Black firebrand law professor Derrick Bell was demanding that the Harvard Law School appoint a black woman to the law faculty.
This protest would culminate in vigils and protests by the racially sensitive student body, in the course of which Obama would compare the increasingly absurd Bell to Rosa Parks.
Feeling the pressure, HLR editors wanted to elect their first African-American president. Obama had an advantage. Spared the legacy of slavery and segregation, and having grown up in a white household, he lacked the hard edge of many of his black colleagues.
"Obama cast himself as an eager listener," the New York Times reported, "sometimes giving warring classmates the impression that he agreed with all of them at once."
In February 1990, after an ideologically charged all-day affair, Obama's fellow editors elected him president from among 19 candidates.
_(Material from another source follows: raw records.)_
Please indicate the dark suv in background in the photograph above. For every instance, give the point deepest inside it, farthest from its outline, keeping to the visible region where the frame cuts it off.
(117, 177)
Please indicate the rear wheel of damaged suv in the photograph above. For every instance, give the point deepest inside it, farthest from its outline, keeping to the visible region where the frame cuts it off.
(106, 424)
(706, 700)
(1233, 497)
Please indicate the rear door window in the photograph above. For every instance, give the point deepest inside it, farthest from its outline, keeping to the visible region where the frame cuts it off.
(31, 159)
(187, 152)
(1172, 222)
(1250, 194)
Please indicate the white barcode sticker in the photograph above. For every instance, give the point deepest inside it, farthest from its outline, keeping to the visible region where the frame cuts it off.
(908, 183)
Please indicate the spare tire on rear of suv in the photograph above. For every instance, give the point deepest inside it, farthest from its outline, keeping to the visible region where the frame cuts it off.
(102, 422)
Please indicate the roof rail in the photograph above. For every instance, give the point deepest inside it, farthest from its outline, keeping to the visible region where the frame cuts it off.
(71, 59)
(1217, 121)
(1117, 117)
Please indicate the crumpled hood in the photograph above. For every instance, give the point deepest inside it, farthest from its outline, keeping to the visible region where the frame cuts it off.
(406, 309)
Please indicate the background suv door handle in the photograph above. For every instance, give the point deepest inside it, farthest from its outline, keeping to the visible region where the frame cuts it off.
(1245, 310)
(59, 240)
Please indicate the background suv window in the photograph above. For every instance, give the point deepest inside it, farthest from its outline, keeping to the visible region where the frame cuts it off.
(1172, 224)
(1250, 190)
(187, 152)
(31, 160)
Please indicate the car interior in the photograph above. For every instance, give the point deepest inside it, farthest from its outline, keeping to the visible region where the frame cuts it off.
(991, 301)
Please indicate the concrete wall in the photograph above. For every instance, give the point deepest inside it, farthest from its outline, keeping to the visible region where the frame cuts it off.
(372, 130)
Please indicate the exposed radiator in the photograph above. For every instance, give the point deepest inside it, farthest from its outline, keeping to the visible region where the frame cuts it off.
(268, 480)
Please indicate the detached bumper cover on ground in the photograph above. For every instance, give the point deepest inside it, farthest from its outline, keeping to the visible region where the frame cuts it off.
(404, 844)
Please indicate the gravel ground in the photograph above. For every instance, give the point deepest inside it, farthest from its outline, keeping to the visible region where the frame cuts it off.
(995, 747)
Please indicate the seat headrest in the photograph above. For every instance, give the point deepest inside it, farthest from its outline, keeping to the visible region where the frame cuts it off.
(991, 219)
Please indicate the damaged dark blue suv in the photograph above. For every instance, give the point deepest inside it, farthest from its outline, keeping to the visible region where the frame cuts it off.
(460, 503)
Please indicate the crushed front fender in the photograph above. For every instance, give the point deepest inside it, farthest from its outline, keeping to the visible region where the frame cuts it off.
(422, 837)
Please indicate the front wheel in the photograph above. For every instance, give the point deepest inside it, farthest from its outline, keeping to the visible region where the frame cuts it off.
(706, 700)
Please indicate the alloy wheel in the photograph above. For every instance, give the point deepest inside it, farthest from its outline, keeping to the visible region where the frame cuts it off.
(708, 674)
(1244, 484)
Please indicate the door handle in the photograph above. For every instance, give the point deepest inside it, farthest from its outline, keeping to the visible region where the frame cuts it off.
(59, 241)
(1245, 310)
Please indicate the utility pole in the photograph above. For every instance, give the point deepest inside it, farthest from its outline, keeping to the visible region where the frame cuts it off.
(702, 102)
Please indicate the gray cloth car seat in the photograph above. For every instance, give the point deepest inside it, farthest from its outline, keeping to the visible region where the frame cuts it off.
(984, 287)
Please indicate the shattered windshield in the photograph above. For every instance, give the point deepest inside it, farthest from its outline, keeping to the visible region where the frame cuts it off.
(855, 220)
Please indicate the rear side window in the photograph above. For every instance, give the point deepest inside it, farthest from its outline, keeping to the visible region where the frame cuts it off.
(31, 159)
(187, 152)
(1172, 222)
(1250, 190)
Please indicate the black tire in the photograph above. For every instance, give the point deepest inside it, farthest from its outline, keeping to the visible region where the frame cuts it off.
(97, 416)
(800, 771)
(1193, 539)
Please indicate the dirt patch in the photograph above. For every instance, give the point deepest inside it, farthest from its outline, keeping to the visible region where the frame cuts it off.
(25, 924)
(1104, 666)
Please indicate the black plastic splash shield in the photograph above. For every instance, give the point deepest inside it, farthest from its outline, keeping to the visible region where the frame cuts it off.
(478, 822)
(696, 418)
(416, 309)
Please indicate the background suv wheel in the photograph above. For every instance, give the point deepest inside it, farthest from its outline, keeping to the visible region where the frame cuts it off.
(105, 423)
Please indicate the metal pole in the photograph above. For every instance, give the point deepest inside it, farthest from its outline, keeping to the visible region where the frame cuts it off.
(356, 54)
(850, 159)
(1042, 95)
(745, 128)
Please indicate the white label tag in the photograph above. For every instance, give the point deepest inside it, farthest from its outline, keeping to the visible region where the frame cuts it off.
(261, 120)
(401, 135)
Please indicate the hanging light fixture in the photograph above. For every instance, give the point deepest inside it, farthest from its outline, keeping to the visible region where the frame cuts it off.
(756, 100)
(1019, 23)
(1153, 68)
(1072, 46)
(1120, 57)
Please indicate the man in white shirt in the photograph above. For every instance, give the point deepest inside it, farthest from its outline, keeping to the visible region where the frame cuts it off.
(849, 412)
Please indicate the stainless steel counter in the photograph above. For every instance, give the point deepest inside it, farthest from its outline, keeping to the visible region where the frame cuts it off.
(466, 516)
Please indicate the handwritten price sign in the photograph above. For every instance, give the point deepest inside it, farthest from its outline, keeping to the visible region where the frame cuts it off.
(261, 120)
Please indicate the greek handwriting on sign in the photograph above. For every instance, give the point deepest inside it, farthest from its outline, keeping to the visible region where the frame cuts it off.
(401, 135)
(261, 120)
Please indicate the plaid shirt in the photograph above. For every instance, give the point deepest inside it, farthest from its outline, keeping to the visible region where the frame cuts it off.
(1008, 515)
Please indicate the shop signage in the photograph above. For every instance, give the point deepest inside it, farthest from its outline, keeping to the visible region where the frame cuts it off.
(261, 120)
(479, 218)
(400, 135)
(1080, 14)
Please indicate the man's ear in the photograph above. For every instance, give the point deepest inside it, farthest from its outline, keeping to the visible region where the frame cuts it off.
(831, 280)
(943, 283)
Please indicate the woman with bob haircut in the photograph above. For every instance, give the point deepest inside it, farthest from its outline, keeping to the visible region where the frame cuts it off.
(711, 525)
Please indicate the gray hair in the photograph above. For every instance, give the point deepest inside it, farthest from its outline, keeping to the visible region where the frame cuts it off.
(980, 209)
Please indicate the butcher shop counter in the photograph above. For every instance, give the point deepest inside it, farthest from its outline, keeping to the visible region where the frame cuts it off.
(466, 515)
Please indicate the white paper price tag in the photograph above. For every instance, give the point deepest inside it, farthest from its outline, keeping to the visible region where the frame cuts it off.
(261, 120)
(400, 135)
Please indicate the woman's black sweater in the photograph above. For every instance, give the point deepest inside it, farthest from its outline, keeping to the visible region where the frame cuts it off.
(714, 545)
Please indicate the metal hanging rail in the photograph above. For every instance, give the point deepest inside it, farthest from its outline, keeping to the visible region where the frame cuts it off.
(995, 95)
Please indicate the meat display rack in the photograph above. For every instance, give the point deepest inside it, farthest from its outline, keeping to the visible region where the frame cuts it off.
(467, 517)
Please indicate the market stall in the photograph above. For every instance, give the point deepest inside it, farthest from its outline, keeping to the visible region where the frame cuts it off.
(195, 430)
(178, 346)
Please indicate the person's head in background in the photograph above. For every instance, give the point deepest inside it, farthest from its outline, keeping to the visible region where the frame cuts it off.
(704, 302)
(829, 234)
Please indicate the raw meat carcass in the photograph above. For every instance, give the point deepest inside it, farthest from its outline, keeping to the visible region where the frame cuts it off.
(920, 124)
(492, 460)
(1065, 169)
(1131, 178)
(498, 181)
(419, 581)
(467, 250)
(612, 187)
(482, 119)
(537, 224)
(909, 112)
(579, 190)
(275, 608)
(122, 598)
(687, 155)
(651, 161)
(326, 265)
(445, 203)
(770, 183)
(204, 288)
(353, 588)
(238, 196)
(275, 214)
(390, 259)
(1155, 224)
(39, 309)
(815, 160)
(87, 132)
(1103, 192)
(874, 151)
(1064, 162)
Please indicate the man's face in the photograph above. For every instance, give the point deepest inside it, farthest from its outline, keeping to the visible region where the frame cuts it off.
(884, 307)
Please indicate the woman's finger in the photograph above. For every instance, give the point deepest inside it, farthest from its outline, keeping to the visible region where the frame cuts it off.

As it happened, Obama prevailed only after the HLR's small conservative faction threw him its support.
Curiously, once elected, Obama contributed not one signed word to the HLR or any other law journal. As Matthew Franck has pointed out in National Review Online, "A search of the HeinOnline database of law journals turns up exactly nothing credited to Obama in any law review anywhere at any time."
One more thing: The 1990 Times article about Obama's election notes that the president of the HLR usually goes on to serve as a clerk for a Supreme Court justice.
Not the Mansourian Candidate. Here, oddly, his ambition deserted him. He told the Times that he planned "to spend two or three years in private law practice and then return to Chicago to re-enter community work, either in politics or in local organizing."
In this unlikely surrender to Chicago politics, the realist sees insecurity at best and, at worst, the quid for al-Mansour's quo.